An inferno engulfed the Los Angeles region Wednesday, forcing more than 200,000 people to flee and threatening thousands of homes, including the luxurious Bel-Air neighborhood dotted with mansions.
Authorities issued a "purple" alert -- never used before -- because of the extreme danger with winds that could reach 80 miles an hour (128 kilometers an hour), severely limiting firefighting efforts.
"Yesterday it was further north, but this morning we woke up and it was east of us," said Los Angeles resident Patricia Moore, 84, loading belongings into the trunk of her car.
"We heard the fire engines before six o'clock this morning, and we said, 'Maybe we should start getting our stuff into the car.'"
The flames have swallowed about 80,000 acres (32,000 hectares) in just over a day since the "Thomas" fire, currently the state's largest, broke out, leaving at least one dead in an area about 45 minutes from downtown LA.
High winds caused another wave of wildfires to erupt overnight Tuesday, including one in Los Angeles' affluent Bel-Air neighborhood.
The area battled gridlocked traffic as residents fled ash and smoke that churned over the smoldering hillside in the United States' second-largest city.
Fire crews worked to save those homes threatened by the flames.
Los Angeles Mayor Eric Garcetti said more than 230,000 people had been forced from their homes in Los Angeles and Ventura counties.
"Very strong winds" blowing from the northeast to the southwest were causing the fire to balloon, he said, warning Angelenos to be ready to flee at a moment's notice.
In Bel-Air, that's exactly what they did.
The "Skirball" fire ignited before 5:00 am (1300 GMT) and quickly grew to engulf about 150 acres around the district, home to celebrities and billionaires including Elon Musk and pop superstar Beyonce.
Police knocked on doors and used loudspeakers to make sure everybody left their mansions.
"They told even us to leave," one of the officers said.
Forecasters predicted that winds could cause further spreading, threatening more upscale homes and the acclaimed Getty Center museum.
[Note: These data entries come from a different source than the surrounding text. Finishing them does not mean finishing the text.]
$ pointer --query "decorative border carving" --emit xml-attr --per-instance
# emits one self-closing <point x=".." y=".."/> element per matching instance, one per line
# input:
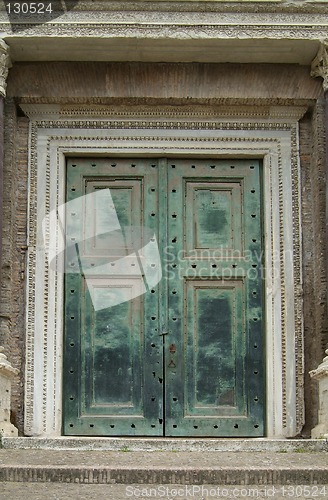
<point x="276" y="142"/>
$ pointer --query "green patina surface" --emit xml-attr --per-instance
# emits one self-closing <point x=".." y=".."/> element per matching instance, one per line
<point x="205" y="375"/>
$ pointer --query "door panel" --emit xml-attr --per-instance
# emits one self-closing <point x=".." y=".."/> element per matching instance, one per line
<point x="215" y="300"/>
<point x="109" y="388"/>
<point x="179" y="354"/>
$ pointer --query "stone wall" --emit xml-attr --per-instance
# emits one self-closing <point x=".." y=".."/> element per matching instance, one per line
<point x="12" y="307"/>
<point x="314" y="252"/>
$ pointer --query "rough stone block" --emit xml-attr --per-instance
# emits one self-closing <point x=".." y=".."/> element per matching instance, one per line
<point x="7" y="372"/>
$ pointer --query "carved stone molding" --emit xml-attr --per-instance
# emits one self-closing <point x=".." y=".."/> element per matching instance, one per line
<point x="319" y="65"/>
<point x="73" y="132"/>
<point x="5" y="64"/>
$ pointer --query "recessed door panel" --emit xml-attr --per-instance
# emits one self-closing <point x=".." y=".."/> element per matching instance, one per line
<point x="163" y="298"/>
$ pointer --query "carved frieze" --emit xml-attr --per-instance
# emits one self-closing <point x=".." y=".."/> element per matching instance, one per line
<point x="320" y="64"/>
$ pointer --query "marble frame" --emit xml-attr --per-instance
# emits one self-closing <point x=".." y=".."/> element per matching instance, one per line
<point x="270" y="134"/>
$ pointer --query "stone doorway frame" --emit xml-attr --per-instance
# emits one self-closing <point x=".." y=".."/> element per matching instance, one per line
<point x="266" y="132"/>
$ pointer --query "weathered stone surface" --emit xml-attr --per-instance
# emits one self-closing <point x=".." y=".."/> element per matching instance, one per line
<point x="321" y="375"/>
<point x="7" y="372"/>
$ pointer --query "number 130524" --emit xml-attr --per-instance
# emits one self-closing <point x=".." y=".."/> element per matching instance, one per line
<point x="29" y="8"/>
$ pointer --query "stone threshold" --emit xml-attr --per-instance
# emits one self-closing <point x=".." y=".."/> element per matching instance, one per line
<point x="165" y="444"/>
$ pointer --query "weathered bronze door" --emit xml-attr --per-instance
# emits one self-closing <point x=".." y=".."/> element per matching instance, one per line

The "Skirball" fire -- near a cultural center of the same name -- also prompted authorities to close the 405 Freeway, a major commuting corridor.
Residents of wealthy LA neighborhoods between Mulholland Drive to the north and Sunset Boulevard to the south were part of the evacuation zone.
A cloud of black smoke was creeping across the city with a large, dark column rising into the air, leaving authorities concerned about the air that was unbreathable in some places.
"We're encouraging people not to exercise outside. Don't go outside if you are sensitive," Garcetti said.
The acclaimed Getty arts institution -- home to masterpieces including those by Edouard Manet -- was closed until at least Thursday.
Museum authorities tweeted that "air filtration systems are protecting the galleries from smoke."
The prestigious University of California, Los Angeles is near the same area and ended up evacuating, after students began the day wearing masks.
Dozens of schools were closed, as was Santa Monica College.
Just north in Ventura County the "Thomas" blaze continued unabated, after erupting in the hills of oak and scrub north of Santa Paula, powered by strong seasonal guests known as Santa Ana winds.
Fire departments from across the state had arrived to help battle the ferocious wildfires.
Authorities warned that winds will likely remain strong until Friday.
Firefighters were also on the scene of the "Rye" fire -- which had grown to 7,000 acres in the Santa Clarita area -- as well as the "Creek" fire north of downtown Los Angeles that had grown to more than 11,000 acres.
California Governor Jerry Brown declared a state of emergency over the area on Tuesday.
"This fire is very dangerous and spreading rapidly," he announced.
"It's critical residents stay ready and evacuate immediately if told to do so."
The Federal Emergency Management Agency (FEMA) said it had released funds for relief services.
US President Donald Trump tweeted a message of "thoughts and prayers" to California as it nears the end of its deadliest year ever for wildfires.